September 25, 2020
Fact-Checking Medicare’s Assumptions About Home Health
On January 1, 2020, the Centers for Medicare & Medicaid Services (CMS) began implementing the Patient Driven Groupings Model (PDGM), which included a 4.36% rate reduction to the Medicare home health benefit purely based on three behavioral assumptions.
Yet, according to a new analysis, CMS’s assumptions have been significantly incorrect in two of the three areas of assumed changes.
The two areas where CMS’s assumptions were largely not in line with actual provider behaviors in 2020 were Clinical Group Coding and the volume of Low-Utilization Payment Adjustment (LUPAs) care episodes:
- Clinical Group Coding: HHAs did not change their documentation and coding practices to put the highest paying diagnosis code as the principal diagnosis code in order to generate higher-paying clinical group, as CMS predicted.

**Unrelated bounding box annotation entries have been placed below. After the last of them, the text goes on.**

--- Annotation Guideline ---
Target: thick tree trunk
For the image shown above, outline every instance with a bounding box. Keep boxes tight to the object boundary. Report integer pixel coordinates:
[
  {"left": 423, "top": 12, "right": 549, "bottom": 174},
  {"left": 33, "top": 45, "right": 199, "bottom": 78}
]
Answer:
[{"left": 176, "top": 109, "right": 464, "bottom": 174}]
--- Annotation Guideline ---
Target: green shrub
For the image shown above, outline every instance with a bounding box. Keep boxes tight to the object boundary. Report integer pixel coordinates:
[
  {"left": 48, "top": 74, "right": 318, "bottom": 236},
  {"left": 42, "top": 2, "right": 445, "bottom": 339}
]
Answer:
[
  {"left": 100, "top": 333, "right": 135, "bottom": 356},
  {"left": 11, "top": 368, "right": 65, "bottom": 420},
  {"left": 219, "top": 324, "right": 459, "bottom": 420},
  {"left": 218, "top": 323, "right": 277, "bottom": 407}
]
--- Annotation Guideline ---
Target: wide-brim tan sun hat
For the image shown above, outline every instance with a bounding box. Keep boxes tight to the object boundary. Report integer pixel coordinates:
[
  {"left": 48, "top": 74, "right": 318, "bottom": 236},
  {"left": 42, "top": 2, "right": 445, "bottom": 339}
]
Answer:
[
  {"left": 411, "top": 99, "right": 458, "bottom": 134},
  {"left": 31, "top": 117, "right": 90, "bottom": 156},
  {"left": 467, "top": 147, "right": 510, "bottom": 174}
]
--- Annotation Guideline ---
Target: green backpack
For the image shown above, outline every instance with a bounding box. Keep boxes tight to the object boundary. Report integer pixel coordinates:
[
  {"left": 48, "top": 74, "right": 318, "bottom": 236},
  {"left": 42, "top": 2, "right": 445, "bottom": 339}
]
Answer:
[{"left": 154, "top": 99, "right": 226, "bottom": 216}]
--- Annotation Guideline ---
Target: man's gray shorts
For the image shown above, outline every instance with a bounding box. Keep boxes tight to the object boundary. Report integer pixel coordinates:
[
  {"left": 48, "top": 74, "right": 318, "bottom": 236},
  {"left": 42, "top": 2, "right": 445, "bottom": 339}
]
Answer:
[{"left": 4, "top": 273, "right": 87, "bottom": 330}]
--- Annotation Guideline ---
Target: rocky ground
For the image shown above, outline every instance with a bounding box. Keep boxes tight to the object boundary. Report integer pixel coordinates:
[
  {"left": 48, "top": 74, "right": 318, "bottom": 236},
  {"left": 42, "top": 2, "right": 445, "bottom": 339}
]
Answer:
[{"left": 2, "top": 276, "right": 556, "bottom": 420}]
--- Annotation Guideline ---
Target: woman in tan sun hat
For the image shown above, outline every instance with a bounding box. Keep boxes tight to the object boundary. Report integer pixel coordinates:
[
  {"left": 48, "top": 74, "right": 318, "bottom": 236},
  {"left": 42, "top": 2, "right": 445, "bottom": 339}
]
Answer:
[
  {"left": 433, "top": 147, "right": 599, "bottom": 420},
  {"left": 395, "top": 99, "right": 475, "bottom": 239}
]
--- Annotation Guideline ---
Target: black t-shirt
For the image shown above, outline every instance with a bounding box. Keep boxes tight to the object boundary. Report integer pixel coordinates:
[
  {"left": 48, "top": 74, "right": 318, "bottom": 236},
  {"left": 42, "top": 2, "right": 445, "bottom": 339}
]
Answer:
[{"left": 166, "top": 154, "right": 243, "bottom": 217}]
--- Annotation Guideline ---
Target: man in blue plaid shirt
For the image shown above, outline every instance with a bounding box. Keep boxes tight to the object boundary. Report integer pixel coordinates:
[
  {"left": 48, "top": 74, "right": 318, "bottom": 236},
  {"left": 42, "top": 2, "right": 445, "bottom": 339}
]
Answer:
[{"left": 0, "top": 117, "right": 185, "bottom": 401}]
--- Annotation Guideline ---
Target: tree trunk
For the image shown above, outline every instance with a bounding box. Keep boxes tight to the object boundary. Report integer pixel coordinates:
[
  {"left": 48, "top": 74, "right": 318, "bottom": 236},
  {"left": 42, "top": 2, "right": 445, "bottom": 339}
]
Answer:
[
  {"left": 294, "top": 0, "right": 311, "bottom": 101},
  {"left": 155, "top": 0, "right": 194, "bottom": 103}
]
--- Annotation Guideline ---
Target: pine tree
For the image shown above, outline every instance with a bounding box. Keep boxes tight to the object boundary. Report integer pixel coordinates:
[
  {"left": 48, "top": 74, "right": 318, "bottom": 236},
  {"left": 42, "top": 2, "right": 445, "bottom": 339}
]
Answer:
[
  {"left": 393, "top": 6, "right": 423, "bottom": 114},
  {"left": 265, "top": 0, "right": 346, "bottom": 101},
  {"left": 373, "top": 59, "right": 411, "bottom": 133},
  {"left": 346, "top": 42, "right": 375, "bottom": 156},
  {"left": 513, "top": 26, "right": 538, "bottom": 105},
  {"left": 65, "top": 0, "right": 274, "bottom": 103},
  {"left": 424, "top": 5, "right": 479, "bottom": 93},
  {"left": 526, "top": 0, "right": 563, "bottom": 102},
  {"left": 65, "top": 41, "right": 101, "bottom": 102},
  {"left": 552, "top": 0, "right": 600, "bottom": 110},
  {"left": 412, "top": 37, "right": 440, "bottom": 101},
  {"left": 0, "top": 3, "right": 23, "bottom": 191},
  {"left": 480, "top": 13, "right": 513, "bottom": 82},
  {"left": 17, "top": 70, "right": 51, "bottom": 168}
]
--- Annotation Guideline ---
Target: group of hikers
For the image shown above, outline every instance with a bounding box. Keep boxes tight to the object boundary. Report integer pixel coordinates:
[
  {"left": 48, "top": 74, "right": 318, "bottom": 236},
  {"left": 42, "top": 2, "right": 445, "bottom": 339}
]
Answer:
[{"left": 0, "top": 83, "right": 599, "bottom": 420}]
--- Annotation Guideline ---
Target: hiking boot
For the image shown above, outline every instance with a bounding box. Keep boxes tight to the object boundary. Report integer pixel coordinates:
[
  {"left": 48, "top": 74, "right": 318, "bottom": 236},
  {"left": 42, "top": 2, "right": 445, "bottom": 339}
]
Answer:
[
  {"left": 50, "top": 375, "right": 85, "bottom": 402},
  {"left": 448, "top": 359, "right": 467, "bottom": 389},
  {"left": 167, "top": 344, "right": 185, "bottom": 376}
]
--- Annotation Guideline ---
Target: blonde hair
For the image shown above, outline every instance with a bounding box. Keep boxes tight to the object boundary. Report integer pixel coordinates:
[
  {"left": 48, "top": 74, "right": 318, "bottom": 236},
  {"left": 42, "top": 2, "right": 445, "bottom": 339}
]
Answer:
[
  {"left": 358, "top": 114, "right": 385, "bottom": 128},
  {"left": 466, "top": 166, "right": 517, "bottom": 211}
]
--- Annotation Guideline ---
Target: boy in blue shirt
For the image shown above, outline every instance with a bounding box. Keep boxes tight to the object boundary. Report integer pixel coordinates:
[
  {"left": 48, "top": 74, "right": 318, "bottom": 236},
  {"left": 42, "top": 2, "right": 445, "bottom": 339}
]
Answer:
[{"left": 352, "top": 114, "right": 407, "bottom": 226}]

- LUPAs: HHAs did not add extra visit(s) solely in order to receive a full 30-day episode payment and reduce LUPA payments, as CMS predicted. In fact, LUPAs actually increased significantly (due to COVID-19 and other effects) upon implementation of PDGM for several months before moderating to levels still higher than projected. This assumption represented the second most significant reduction to HH payments. Given the uncertainty of the impact of COVID-19, even in 2021, LUPA volume will certainly continue to be higher than CMS projected.
Because of these false assumptions and other dynamics related to COVID-19, Medicare home health spending has been significantly reduced, below expected spending for this important program. Without taking action to mitigate this, Medicare spending for the home health program could continue to fall, and negative consequences could occur for providers, patients and families. Keeping the Medicare home health program stable and secure remains an important priority, especially during the unprecedented COVID-19 public health emergency, which has already put an enormous amount of financial and operational stress on the home health provider sector.
CMS should take the lessons learned through the first part of 2020 as information confirming that billing behaviors did not change as predicted, therefore cuts associated with PDGM should be eliminated . We urge CMS to discard any previous assumptions and projections of providers’ behavioral response to PDGM and eliminate the 4.36% behavioral adjustment cut for home health payment rates for the remainder of CY2020 and in the proposed CY 2021 rates.